Tahrir Pilgrimage Part Deux

Ever-present in the background surrounding Tahrir Square is the burnt remains of Mubarak's National Democratic Party headquarters. Sitting along the Nile next to the Hilton Hotel, personally I remember it as being nothing special. Just a looming, ugly concrete rectangular structure that in a sense characterized the regime's stagnation, oppression, and disconnect with its own people who are vibrant, colorful, and full of life. Now it seems to serve as a constant reminder of the darker days of the revolution, of the sacrifices made and the lives paid. Simultaneously a visual scar of suffering and pain and yet a symbol of victory and the end of an era.
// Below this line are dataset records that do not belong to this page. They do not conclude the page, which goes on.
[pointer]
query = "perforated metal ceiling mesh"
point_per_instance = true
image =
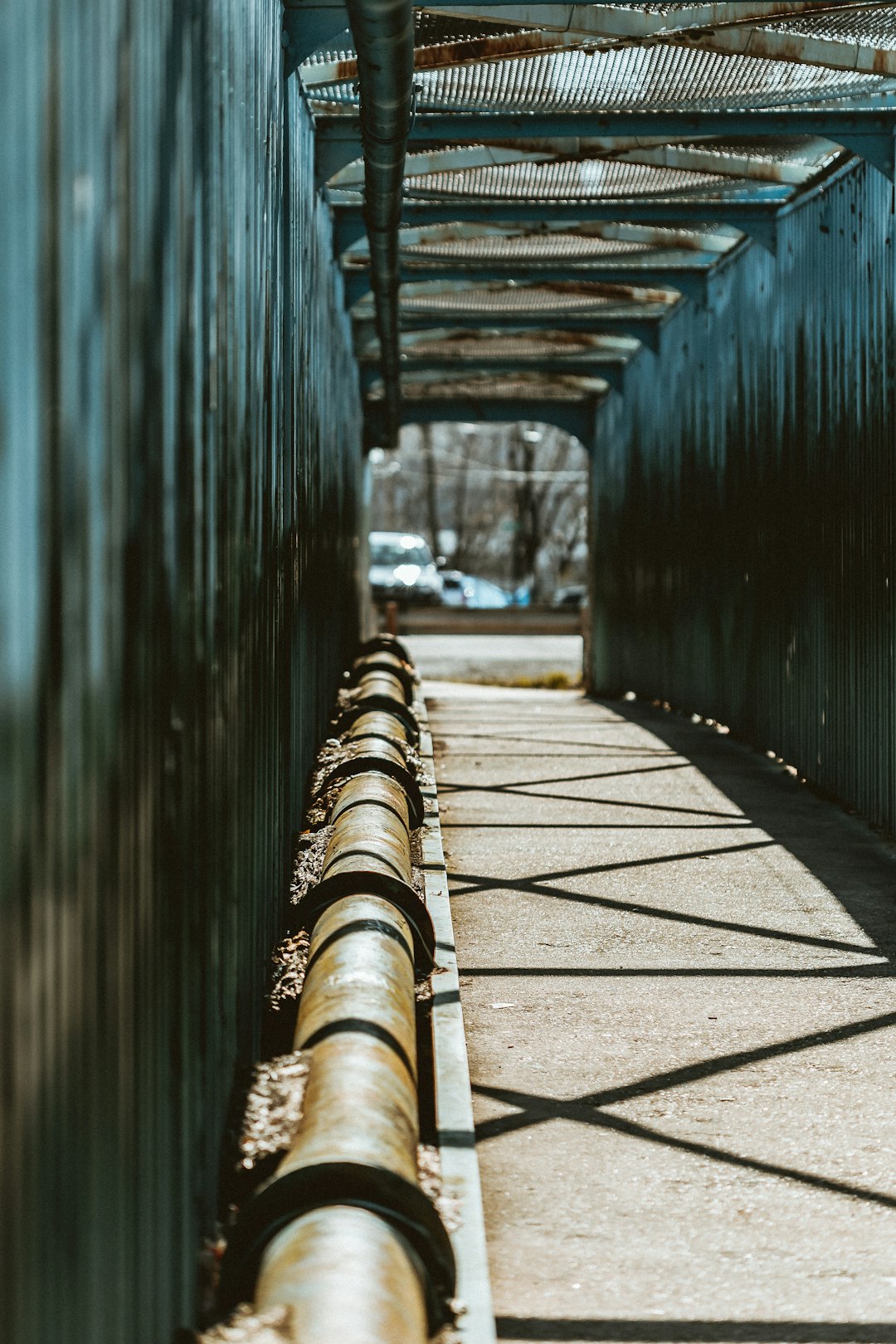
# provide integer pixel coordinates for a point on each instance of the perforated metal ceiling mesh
(496, 388)
(536, 247)
(860, 27)
(802, 151)
(589, 179)
(627, 78)
(508, 347)
(519, 300)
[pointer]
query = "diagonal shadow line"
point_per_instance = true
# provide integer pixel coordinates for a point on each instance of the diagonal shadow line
(755, 1164)
(602, 802)
(582, 1108)
(805, 940)
(557, 743)
(563, 778)
(544, 1329)
(599, 825)
(861, 971)
(587, 869)
(602, 1120)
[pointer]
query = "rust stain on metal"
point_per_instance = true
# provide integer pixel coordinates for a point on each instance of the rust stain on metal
(273, 1108)
(247, 1327)
(290, 958)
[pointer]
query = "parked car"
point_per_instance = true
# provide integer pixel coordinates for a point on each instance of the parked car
(574, 594)
(403, 570)
(457, 589)
(466, 590)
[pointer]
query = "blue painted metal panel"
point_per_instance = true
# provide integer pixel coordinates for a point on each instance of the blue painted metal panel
(179, 413)
(744, 503)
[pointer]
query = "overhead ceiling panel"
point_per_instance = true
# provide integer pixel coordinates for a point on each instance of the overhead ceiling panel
(589, 179)
(627, 78)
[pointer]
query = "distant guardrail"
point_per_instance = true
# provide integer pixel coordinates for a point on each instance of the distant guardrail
(464, 620)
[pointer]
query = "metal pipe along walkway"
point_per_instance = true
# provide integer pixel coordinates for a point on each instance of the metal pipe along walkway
(676, 975)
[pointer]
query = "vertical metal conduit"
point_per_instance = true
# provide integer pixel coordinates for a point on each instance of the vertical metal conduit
(342, 1238)
(383, 32)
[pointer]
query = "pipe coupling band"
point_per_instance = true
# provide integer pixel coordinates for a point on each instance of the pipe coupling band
(394, 1199)
(373, 762)
(373, 665)
(360, 884)
(379, 702)
(383, 644)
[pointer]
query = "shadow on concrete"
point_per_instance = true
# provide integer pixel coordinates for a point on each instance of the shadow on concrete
(558, 1331)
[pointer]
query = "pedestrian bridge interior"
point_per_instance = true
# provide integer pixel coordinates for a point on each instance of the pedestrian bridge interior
(243, 245)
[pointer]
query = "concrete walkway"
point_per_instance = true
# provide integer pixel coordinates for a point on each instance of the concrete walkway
(681, 1025)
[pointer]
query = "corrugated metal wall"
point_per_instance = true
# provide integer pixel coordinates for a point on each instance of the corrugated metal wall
(744, 503)
(179, 438)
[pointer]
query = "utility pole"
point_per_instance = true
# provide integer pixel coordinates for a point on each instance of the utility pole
(431, 499)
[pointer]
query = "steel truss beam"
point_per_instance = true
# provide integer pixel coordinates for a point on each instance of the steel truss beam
(688, 279)
(308, 27)
(867, 127)
(577, 418)
(610, 368)
(645, 329)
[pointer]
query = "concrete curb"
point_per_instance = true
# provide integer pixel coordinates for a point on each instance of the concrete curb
(453, 1097)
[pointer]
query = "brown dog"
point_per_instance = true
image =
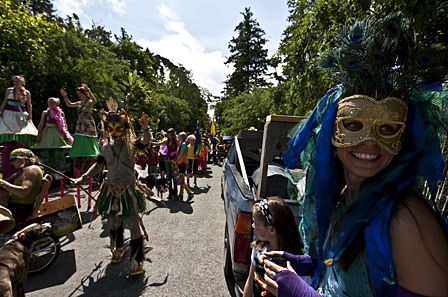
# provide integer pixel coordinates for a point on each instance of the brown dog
(14, 256)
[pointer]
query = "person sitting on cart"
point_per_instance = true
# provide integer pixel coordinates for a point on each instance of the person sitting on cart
(122, 196)
(26, 185)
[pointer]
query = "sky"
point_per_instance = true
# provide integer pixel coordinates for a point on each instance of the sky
(192, 33)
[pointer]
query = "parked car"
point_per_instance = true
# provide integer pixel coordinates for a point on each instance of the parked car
(252, 171)
(223, 148)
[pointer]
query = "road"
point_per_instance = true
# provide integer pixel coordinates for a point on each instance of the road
(184, 255)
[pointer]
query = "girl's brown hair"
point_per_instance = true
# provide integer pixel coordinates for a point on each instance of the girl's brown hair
(284, 224)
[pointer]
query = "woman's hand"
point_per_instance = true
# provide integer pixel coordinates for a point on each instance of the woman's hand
(271, 270)
(273, 254)
(144, 121)
(86, 88)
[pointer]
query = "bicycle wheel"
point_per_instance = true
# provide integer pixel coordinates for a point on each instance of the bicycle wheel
(43, 254)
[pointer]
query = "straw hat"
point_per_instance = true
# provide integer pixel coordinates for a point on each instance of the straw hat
(7, 222)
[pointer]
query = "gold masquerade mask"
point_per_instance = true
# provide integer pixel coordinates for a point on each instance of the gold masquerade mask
(361, 118)
(115, 129)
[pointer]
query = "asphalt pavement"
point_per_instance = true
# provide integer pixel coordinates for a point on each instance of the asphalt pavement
(183, 257)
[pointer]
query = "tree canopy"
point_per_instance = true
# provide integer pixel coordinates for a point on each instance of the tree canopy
(53, 53)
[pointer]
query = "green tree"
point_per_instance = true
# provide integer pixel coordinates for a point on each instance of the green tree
(248, 57)
(244, 111)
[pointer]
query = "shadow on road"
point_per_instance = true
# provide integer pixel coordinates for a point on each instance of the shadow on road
(65, 264)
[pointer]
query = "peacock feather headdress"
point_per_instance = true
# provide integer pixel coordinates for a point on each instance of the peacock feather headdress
(382, 58)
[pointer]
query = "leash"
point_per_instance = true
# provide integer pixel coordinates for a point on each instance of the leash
(66, 177)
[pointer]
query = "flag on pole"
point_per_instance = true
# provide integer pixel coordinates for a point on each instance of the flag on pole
(213, 128)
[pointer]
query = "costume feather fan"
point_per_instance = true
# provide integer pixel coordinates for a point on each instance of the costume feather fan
(380, 58)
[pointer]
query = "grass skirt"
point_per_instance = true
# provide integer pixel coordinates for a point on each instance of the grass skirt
(122, 200)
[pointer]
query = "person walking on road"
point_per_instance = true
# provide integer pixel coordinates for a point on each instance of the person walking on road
(122, 197)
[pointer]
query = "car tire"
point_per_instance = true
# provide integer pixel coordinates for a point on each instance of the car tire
(228, 271)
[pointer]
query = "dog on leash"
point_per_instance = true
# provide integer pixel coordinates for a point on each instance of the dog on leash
(14, 257)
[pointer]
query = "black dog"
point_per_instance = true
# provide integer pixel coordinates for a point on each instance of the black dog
(14, 257)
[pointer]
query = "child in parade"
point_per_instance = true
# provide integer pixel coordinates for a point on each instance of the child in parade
(16, 126)
(276, 229)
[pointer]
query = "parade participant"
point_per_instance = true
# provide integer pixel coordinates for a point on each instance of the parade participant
(181, 163)
(53, 137)
(122, 197)
(85, 145)
(171, 143)
(193, 167)
(26, 186)
(16, 126)
(275, 227)
(368, 146)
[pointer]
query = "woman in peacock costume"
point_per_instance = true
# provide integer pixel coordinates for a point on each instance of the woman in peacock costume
(372, 149)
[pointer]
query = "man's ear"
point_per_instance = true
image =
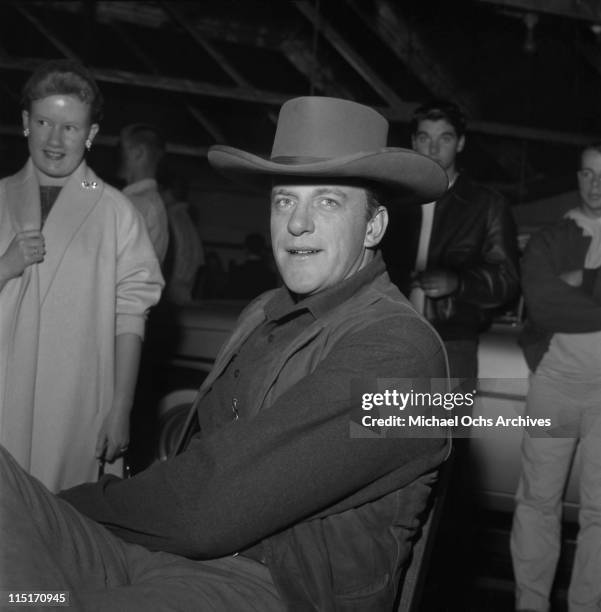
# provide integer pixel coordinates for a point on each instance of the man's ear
(376, 227)
(93, 131)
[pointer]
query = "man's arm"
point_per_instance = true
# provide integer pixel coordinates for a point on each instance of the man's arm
(493, 279)
(552, 304)
(254, 477)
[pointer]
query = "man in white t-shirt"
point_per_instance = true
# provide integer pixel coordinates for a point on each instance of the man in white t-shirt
(562, 344)
(142, 149)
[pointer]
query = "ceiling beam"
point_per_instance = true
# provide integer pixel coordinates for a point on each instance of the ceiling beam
(320, 75)
(400, 115)
(330, 34)
(112, 141)
(209, 126)
(46, 32)
(587, 10)
(136, 79)
(239, 79)
(407, 45)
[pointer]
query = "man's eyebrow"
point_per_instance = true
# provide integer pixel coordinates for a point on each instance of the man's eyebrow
(281, 191)
(333, 190)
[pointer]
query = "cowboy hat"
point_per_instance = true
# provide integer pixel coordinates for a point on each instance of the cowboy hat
(324, 138)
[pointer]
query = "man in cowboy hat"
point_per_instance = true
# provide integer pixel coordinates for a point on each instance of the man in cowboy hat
(278, 503)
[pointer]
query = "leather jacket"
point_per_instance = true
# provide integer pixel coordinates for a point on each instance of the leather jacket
(474, 236)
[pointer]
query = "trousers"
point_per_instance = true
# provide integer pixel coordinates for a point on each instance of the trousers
(48, 545)
(574, 410)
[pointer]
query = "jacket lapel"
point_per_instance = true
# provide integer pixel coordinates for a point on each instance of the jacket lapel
(23, 199)
(73, 205)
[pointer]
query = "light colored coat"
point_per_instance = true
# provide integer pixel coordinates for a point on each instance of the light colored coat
(58, 321)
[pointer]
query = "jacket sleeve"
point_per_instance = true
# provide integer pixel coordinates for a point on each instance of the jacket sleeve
(493, 279)
(253, 477)
(139, 278)
(552, 304)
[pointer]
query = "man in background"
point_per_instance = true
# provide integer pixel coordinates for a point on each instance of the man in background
(561, 341)
(142, 149)
(455, 258)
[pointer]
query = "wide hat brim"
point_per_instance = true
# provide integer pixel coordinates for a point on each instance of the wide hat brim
(406, 176)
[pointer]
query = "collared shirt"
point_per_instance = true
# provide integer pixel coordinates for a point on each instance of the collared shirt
(286, 318)
(145, 197)
(245, 479)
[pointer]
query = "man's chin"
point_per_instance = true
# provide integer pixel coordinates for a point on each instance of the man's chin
(302, 287)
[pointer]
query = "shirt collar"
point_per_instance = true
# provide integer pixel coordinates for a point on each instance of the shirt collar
(140, 186)
(284, 303)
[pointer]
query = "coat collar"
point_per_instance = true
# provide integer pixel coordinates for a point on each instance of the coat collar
(73, 205)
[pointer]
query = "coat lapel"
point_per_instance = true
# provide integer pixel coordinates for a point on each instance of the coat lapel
(73, 205)
(23, 199)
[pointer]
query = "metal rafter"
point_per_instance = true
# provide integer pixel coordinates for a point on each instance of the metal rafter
(112, 141)
(62, 47)
(180, 19)
(407, 45)
(587, 10)
(136, 79)
(403, 115)
(352, 57)
(405, 42)
(197, 114)
(301, 57)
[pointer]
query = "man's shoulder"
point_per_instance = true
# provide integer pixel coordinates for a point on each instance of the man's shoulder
(477, 193)
(562, 236)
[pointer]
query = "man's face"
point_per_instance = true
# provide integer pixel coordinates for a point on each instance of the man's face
(127, 159)
(589, 182)
(58, 128)
(439, 141)
(320, 234)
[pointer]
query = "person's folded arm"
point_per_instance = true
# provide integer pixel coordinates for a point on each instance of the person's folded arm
(254, 477)
(493, 279)
(552, 304)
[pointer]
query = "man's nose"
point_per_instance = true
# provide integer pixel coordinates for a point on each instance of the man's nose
(301, 220)
(55, 137)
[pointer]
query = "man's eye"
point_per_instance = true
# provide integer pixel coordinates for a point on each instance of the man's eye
(328, 202)
(282, 202)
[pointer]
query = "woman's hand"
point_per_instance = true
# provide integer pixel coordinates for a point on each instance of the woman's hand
(113, 437)
(25, 249)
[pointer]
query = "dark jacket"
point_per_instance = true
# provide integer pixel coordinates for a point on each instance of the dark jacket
(552, 305)
(473, 235)
(339, 549)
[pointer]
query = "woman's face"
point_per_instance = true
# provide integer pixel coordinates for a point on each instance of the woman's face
(59, 126)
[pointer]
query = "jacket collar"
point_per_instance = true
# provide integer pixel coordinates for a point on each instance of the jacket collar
(283, 302)
(74, 203)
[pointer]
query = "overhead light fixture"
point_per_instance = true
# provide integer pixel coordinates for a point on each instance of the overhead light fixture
(530, 21)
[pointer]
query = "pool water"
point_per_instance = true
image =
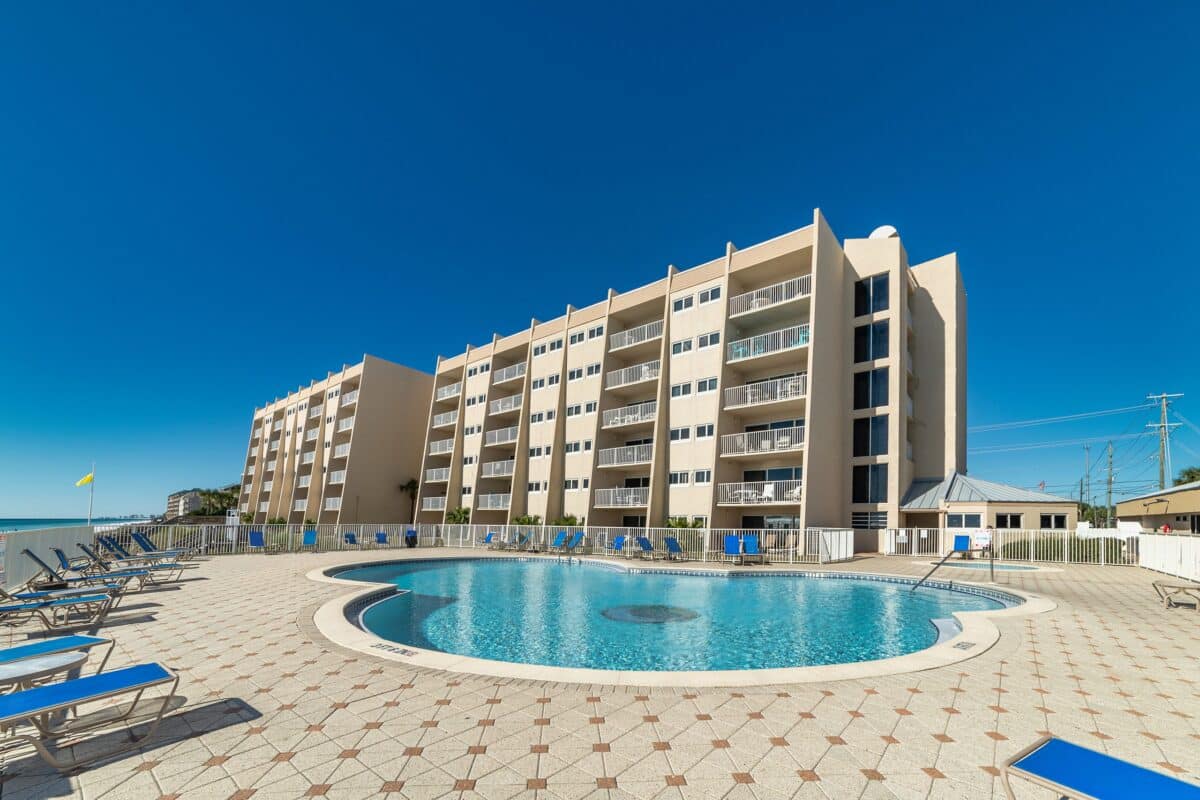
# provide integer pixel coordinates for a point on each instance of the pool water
(551, 612)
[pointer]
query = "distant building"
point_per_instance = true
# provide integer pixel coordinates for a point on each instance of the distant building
(336, 450)
(1177, 507)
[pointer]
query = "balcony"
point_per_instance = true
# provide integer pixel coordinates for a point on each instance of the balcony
(635, 336)
(765, 392)
(756, 347)
(448, 392)
(508, 373)
(760, 443)
(771, 296)
(501, 437)
(498, 468)
(628, 456)
(756, 493)
(633, 376)
(619, 417)
(623, 498)
(505, 404)
(493, 501)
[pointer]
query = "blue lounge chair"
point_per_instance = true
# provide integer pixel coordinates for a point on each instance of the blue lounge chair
(42, 704)
(673, 551)
(55, 645)
(1077, 771)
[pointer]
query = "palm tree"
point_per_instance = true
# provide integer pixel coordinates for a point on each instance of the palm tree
(411, 487)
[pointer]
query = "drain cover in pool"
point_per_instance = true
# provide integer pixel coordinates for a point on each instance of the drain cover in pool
(651, 614)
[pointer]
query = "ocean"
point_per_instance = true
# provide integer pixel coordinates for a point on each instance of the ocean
(17, 523)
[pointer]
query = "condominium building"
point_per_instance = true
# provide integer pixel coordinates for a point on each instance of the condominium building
(337, 450)
(799, 382)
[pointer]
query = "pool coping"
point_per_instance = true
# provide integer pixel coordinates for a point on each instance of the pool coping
(336, 620)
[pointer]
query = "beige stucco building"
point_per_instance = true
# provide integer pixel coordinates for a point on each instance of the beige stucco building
(336, 450)
(799, 382)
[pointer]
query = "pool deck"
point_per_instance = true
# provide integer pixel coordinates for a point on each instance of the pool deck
(275, 710)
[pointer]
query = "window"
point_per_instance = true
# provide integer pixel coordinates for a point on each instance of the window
(871, 295)
(870, 483)
(1055, 521)
(871, 341)
(871, 435)
(871, 388)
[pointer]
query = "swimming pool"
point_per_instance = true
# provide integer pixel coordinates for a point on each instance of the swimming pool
(586, 614)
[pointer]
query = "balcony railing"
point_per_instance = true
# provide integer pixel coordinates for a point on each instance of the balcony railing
(501, 435)
(767, 391)
(623, 498)
(772, 295)
(635, 374)
(762, 441)
(625, 456)
(495, 501)
(444, 419)
(636, 335)
(448, 391)
(616, 417)
(780, 341)
(759, 493)
(498, 468)
(509, 373)
(504, 404)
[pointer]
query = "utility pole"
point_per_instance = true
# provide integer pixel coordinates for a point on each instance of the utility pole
(1164, 433)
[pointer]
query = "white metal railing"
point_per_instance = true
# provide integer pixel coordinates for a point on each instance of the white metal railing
(625, 456)
(616, 417)
(767, 391)
(787, 338)
(509, 373)
(760, 493)
(448, 391)
(772, 295)
(623, 498)
(635, 374)
(498, 468)
(501, 435)
(493, 501)
(502, 404)
(762, 441)
(636, 335)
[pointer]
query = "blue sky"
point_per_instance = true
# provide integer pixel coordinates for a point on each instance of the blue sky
(190, 193)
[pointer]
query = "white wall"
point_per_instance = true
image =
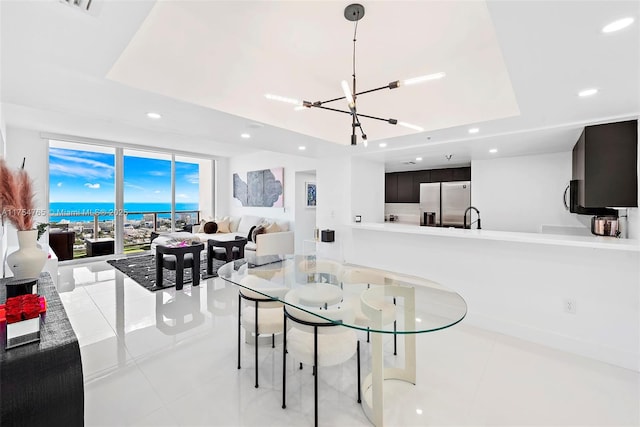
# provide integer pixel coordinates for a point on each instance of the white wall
(367, 195)
(258, 161)
(523, 193)
(519, 289)
(23, 143)
(305, 217)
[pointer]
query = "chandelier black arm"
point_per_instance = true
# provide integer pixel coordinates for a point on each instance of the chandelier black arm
(392, 85)
(318, 105)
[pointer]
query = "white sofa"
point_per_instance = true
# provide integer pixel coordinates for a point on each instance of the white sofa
(269, 246)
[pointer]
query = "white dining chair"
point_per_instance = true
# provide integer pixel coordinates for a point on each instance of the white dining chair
(364, 277)
(315, 341)
(260, 314)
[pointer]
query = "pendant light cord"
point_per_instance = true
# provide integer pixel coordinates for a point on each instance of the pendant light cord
(355, 31)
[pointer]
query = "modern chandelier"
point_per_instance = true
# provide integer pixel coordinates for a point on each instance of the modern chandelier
(354, 13)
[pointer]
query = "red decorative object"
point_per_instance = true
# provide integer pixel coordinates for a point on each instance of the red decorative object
(23, 307)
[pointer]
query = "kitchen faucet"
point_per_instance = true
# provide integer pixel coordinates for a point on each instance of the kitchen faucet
(465, 217)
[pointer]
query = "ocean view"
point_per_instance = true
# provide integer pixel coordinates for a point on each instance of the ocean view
(83, 212)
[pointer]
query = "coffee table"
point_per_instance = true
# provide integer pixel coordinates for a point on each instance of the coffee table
(228, 245)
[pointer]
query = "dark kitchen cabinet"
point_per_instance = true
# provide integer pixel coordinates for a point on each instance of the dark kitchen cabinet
(391, 188)
(441, 175)
(461, 174)
(605, 165)
(405, 188)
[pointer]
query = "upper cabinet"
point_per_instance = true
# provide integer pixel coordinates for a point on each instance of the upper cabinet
(404, 187)
(605, 165)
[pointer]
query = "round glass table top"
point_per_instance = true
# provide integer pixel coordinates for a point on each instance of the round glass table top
(354, 296)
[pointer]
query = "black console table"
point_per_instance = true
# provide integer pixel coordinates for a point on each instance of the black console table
(41, 383)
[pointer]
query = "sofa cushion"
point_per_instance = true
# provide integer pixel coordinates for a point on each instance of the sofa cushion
(246, 222)
(272, 228)
(250, 235)
(282, 224)
(210, 227)
(259, 229)
(234, 221)
(223, 225)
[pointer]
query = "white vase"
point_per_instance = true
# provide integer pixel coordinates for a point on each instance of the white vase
(27, 262)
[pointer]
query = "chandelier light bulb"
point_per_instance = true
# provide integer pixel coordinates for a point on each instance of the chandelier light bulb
(618, 25)
(347, 93)
(410, 126)
(283, 99)
(421, 79)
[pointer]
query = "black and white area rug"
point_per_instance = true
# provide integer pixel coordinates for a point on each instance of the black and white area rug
(142, 269)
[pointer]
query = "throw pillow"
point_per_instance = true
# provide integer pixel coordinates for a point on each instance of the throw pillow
(250, 235)
(223, 225)
(210, 227)
(272, 228)
(258, 230)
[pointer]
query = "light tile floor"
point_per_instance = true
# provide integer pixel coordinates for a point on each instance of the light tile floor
(169, 359)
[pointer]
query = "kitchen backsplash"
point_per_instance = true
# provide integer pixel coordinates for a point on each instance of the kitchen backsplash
(407, 213)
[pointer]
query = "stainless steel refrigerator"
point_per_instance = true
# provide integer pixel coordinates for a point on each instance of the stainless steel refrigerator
(443, 204)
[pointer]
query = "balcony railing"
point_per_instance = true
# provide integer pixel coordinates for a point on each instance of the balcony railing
(138, 227)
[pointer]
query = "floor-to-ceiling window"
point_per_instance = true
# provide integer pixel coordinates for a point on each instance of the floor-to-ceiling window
(81, 193)
(160, 192)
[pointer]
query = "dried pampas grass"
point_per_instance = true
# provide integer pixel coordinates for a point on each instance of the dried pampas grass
(16, 197)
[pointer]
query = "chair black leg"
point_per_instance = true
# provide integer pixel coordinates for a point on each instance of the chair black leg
(315, 366)
(395, 336)
(358, 351)
(239, 326)
(256, 342)
(284, 362)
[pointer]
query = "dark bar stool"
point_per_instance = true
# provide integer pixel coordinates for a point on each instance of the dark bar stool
(177, 258)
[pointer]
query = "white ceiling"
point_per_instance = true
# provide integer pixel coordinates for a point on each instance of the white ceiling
(513, 70)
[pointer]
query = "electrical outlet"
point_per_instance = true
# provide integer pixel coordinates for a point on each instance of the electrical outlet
(569, 305)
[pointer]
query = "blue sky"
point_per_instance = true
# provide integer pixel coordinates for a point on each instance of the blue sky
(85, 176)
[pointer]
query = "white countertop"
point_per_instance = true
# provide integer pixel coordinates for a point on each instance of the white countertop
(597, 242)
Since I've been here I've heard from several people that they hope that the building doesn't get taken down.

Black marks of smoke line the broken windows, charred skeletons of buses and cars sit in the parking lot, papers and torn books cover the grounds, graffitied phrases taunt the shadows of the regime's former authority. Peering through the closed gate I felt like I was on the set of a movie. A movie I had been watching unfold before me for weeks, but never able to grasp, fully comprehend or believe because it was so magnificent and at times too heart-wrenching to bare. Watching the building succomb to the lick of flames on Al-Jazeera just a few weeks ago, and then standing next to its hollowed remains was to say the very least, surreal.